Em função dessa definição
ampla, pode-se ter uma macroeconomia da diplomacia – que trataria, mais bem, do
produto bruto diplomático, do pleno emprego e da renda diplomática, sua
distribuição entre os próprios, bem como das questões de concorrência entre
diplomatas, ou do monopólio que alguns exercem sobre determinadas atividades –
ou uma microeconomia, voltada, por exemplo, para a produtividade marginal do
diplomata (ou seus rendimentos decrescentes), a economia de escala numa
Secretaria de Estado, a especialização, a divisão do trabalho e a
interdependência nas lides diplomáticas, bem como os fatores de depreciação de
um diplomata, que só deveria normalmente intervir depois de uma análise
atuarial sobre sua função de lucros e perdas (sem qualquer abuso contábil,
entenda-se), embora em alguns casos se recomende uma forte injeção fiscal.
No plano internacional
igualmente, o que aliás é o próprio da diplomacia, deve-se considerar as
vantagens comparativas dos diversos serviços diplomáticos, os fluxos de capital
diplomático de um país a outro, os mecanismos de câmbio diplomático (que podem
implicar a desvalorização de alguns e a valorização de outros), as assimetrias
existentes entre os diversos serviços, bem como a atuação dos governos, que
influenciam o desempenho do produto diplomático ou seu posicionamento no
cenário internacional (através de subsídios maciços, por exemplo). Nos tempos
que correm, de globalização das relações exteriores e de neoliberalismo
diplomático, já não são mais operacionais as antigas doutrinas socialistas da
diplomacia, muito embora muitos ainda acreditem no caráter de classe da política
externa, tanto que continuam a achar que os diplomatas são todos uns “punhos de
renda”, que vivem de salto alto pulando de uma recepção para outra.

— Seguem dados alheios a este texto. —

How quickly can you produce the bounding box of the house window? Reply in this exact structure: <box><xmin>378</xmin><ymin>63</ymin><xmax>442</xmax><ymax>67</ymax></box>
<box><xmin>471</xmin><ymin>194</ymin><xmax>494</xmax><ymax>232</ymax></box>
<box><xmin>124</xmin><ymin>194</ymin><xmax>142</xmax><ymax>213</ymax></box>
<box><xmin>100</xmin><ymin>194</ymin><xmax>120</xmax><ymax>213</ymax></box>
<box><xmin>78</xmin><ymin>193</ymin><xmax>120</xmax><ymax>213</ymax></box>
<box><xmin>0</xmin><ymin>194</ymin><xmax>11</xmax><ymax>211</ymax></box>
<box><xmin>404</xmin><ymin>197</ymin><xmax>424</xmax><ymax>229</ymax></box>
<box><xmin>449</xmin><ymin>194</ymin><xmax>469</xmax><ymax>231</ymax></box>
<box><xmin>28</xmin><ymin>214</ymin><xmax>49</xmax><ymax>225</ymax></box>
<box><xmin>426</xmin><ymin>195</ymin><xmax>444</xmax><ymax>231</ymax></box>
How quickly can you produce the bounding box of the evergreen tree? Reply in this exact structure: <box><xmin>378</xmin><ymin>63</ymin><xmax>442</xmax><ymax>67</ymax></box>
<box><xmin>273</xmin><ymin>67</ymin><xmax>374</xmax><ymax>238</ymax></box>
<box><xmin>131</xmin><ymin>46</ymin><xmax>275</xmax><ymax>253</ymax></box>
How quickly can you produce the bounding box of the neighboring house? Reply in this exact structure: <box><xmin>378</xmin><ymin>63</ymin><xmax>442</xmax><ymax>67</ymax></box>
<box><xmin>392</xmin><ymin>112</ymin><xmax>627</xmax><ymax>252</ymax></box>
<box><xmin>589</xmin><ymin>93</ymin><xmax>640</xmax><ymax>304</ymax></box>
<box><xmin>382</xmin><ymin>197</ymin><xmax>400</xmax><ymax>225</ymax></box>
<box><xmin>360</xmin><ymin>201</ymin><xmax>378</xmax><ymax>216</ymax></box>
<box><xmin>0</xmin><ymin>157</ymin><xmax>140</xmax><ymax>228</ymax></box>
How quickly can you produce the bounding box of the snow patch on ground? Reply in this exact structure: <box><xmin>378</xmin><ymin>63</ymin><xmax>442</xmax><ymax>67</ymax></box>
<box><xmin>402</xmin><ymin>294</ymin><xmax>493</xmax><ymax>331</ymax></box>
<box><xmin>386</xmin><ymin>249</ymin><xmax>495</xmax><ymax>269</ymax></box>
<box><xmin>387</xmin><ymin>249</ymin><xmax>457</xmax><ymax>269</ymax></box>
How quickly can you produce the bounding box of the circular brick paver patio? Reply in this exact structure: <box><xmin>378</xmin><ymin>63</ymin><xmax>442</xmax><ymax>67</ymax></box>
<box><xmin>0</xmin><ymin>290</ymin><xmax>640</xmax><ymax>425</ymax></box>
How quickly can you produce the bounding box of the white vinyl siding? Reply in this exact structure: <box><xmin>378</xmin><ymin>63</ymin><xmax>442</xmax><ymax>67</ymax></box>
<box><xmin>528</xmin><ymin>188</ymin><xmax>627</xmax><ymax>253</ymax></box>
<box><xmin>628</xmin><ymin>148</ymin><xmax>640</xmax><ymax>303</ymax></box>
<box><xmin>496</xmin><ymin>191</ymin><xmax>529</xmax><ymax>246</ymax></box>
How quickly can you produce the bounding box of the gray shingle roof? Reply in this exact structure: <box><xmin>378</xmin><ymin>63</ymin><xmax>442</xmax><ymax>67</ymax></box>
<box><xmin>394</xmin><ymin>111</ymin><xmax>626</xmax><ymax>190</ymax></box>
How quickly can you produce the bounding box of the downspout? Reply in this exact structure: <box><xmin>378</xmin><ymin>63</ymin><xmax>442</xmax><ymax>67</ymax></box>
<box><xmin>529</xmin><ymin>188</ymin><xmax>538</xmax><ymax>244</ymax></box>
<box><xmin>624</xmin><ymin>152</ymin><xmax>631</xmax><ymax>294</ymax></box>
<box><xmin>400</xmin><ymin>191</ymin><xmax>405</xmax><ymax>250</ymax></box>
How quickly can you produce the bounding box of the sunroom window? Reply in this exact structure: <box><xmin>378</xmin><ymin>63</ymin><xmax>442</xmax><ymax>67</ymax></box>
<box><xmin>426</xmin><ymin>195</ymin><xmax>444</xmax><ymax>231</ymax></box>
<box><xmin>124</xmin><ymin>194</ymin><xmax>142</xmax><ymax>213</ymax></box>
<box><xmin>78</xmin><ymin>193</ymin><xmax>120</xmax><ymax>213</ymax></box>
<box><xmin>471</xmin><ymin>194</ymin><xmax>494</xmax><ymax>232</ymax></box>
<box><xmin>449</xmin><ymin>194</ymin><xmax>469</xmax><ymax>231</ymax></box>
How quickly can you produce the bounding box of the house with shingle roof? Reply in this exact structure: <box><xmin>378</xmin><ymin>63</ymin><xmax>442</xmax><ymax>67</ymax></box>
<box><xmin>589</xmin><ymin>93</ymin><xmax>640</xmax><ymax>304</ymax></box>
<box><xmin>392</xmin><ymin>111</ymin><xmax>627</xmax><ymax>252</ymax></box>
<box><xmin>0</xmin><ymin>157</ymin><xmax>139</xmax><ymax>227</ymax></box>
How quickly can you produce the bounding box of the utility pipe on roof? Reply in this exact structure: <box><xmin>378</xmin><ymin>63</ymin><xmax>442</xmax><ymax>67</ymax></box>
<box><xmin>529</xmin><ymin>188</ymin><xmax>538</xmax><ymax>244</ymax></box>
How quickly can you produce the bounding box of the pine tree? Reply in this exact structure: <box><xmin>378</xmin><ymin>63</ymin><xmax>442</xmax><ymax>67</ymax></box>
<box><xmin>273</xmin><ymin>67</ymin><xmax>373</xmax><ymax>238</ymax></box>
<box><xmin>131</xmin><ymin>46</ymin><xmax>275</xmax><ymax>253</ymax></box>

Poucos se
dão conta, entretanto, que com a depreciação das línguas e o acesso disseminado
a recursos externos via Internet – afinal de contas, hoje em dia qualquer um
fala inglês e até cachorro de madame já tem correio eletrônico –, o diplomata
perdeu seu antigo monopólio (e fonte de lucros?), tendo seus salários tão
depreciados que formou-se, nos estratos inferiores ou iniciais da carreira, um
verdadeiro lumpesinato diplomático, verdadeiro exército industrial de reserva
diplomático que moureja em condições pouco condizentes com sua antiga aura de
fama e brilho.
Os exercícios que se seguem
ostentam a preocupação de determinar como os fatores de produção da atividade
diplomática têm seus preços fixados no mercado, o que conformaria, idealmente,
uma teoria da distribuição diplomática. Na prática, porém, as relações de poder
são tão ou mais importantes, na vida diplomática, que as relações de mercado,
que são fortemente condicionadas pela intervenção dos governos, os patronos por
excelência dos diplomatas, que não podem assim exercer livremente seus talentos
(tanto porque o mercado para eles é imperfeito, com vários monopólios
“naturais”). Tentaremos, sem embargo, examinar os modelos alternativos de
distribuição diplomática, sabendo que alguns elementos – vaidade, compadrio,
pistolões – terão de ser deixados de lado, uma vez que dificilmente são
mensuráveis a ponto de permitir sua integração numa equação matemática ou numa
curva de regressão. O autor espera contribuir mediante este esforço para a
conformação de uma verdadeira teoria econômica da diplomacia, vertente pouco
explorada da ciência econômica que ainda aguarda o seu Marx, o seu Keynes, o
seu Hayek ou o seu Friedman (muito embora ela tenha tido entre nós essa figura
híbrida que foi Roberto Campos). Essa teoria da economia diplomática deveria
compreender, ademais das funções conhecidas em economia – basicamente derivadas
das leis da oferta e da procura diplomática – uma teoria do crescimento
diplomático, que enfocaria também os problemas de desenvolvimento dessa
profissão hoje banalizada (com tratamento de itens específicos como a pobreza a
qualidade de vida do diplomata, a discriminação de gêneros nos padrões
ocupacionais e, eventualmente, no plano externo, a questão do tratamento
preferencial e mais favorável para os diplomatas de menor desenvolvimento
relativo).
Aqueles que discordarem dos
cálculos econométricos do autor, podem contatá-lo no seguinte endereço: pralmeida@mac.com. Para maiores
esclarecimentos sobre os fundamentos da teoria econômica aqui desenvolvida,
recomendo consultar os manuais disponíveis no mercado, sendo que o “velho”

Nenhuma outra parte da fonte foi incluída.